I am convinced that by spending the majority of our time and efforts focussed on the outputs of site-centric measurement systerms that we are failing to answer some of the fundamentally important questions. This has become clearer to me as I have done more consulting work for organisations whose primary purpose is not to sell stuff over the web. I sat in on a number of the presentations on the public sector track at the recent Emetrics conference in Washington DC and essentially watched organisations struggle to measure the effectiveness of their online investments with metrics that we get from our web analytics software.

In a recent project I worked on for a non-for-profit organisation, I interviewed a number of stakeholders in the online channel to understand what it was they wanted to know so that they could better understand and optimise their return on investment. Consistently people told me that they really wanted to know were the answers to questions like:

  • Are we attracting the right types of visitors?
  • Do people think we are providing a quality service?
  • Are people satisfied with what they find on the website?
  • Can they find what they are looking for on the website?

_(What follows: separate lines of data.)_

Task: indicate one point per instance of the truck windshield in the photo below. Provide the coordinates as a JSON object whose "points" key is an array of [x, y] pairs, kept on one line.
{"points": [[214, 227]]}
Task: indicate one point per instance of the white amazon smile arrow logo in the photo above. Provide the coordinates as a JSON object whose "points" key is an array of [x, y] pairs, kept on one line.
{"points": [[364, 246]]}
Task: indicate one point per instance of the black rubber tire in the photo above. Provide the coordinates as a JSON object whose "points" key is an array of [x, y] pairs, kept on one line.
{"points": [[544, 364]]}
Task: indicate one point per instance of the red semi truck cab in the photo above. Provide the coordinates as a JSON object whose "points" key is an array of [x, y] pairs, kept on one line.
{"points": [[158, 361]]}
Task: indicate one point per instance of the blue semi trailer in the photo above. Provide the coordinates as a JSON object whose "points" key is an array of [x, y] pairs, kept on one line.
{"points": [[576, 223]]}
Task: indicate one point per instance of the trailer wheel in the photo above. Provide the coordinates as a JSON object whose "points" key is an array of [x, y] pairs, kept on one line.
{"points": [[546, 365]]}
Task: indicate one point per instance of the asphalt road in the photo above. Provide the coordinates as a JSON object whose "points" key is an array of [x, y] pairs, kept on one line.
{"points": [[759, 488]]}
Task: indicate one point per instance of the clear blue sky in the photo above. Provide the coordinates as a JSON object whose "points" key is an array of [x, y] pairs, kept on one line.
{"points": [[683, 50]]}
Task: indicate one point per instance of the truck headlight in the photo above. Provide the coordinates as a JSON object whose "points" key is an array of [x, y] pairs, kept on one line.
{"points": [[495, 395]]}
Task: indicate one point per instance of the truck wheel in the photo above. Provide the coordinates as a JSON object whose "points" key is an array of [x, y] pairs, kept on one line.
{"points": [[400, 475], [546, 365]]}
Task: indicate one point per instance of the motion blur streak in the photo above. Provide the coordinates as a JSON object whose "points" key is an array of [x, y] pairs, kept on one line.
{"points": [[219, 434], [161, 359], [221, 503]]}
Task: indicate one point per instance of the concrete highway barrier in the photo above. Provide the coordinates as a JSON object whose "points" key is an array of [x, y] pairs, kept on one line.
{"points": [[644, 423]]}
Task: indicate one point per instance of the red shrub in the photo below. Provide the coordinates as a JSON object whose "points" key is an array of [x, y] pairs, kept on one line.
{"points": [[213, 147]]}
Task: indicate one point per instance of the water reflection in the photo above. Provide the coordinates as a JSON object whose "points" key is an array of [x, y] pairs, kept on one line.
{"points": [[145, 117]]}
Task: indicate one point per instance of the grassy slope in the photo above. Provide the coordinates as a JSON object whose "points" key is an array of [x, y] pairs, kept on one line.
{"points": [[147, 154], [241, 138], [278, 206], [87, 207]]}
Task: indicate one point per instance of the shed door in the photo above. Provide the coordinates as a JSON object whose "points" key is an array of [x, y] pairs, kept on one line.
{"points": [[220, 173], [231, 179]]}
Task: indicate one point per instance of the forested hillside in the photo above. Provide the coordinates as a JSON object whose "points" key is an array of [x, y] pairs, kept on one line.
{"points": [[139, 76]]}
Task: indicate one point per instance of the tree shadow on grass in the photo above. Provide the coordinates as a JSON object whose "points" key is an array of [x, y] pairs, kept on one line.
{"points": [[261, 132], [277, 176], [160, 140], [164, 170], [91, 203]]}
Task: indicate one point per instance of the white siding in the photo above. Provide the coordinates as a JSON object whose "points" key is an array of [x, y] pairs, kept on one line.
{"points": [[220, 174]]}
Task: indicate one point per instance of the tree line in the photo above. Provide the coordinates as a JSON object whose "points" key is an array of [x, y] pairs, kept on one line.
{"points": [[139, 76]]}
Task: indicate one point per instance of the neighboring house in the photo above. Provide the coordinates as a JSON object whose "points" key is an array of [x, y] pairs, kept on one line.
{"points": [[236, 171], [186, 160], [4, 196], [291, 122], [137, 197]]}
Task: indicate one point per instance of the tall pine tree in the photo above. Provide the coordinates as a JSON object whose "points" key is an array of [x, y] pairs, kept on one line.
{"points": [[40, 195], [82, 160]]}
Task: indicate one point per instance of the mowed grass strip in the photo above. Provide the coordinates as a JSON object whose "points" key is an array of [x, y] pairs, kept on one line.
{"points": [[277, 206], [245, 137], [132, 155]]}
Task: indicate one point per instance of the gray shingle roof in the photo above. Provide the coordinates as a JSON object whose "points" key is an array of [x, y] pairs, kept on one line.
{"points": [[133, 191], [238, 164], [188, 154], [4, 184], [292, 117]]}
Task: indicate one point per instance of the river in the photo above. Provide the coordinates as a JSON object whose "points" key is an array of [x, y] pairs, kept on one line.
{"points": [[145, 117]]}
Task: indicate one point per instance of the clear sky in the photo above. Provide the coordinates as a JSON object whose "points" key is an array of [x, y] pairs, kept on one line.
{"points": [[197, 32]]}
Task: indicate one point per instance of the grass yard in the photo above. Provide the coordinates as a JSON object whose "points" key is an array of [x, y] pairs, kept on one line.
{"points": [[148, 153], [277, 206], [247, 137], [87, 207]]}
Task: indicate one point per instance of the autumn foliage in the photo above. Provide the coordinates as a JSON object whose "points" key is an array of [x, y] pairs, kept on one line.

All very important questions, all very difficult to answer using site-centric metrics.

So, what’s my point? I think that there are two points actually:

  1. The web analytics vendors need to think about how they can develop their technologies to improve the ability to measure the value of a visit when there are no discernable conversion points
  2. The web analytics industry  - vendors, associations and customers - needs to broaden it’s scope to include additional ways of measuring ands optimising online marketing performance. Site-centric metrics are necessary but not sufficient.

The first point is that techniques, methodologies and approaches need to be developed to help organisations measure quality as well as quantity. All clicks are not equal, some clicks are more important than others. In a commerce environment this is easier; you can measure orders, sales and so on. In some non-commerce sites it can be done by measuring registrations, downloads and on. But how do we measure the value and worth of content? What is the return on investment in generating hundreds or thousands of pages of content on the site? How can we better measure the quality of this content?

To help answer these questions I think the industry to broaden its scope beyond the outputs of web analytics software. It needs to more formally include areas such as customer satisfaction surveying, user profiling and so on. These skills need to be recognised as the one of the skills required of what we today call a “web analyst”. The danger otherwise is that the data will remains in its functional silos and web analytics will just become a special interest group of the business intelligence industry.

And what should we call the industry if we rebrand?

During the 1990s the Market Research industry became Consumer Insights and market researchers became Consumer Insight managers. Aren’t we really in the E-Business Insights industry and shouldn’t we be looking for generators of these e-business insights in either any of the tools, processes or people we employ? What do you think?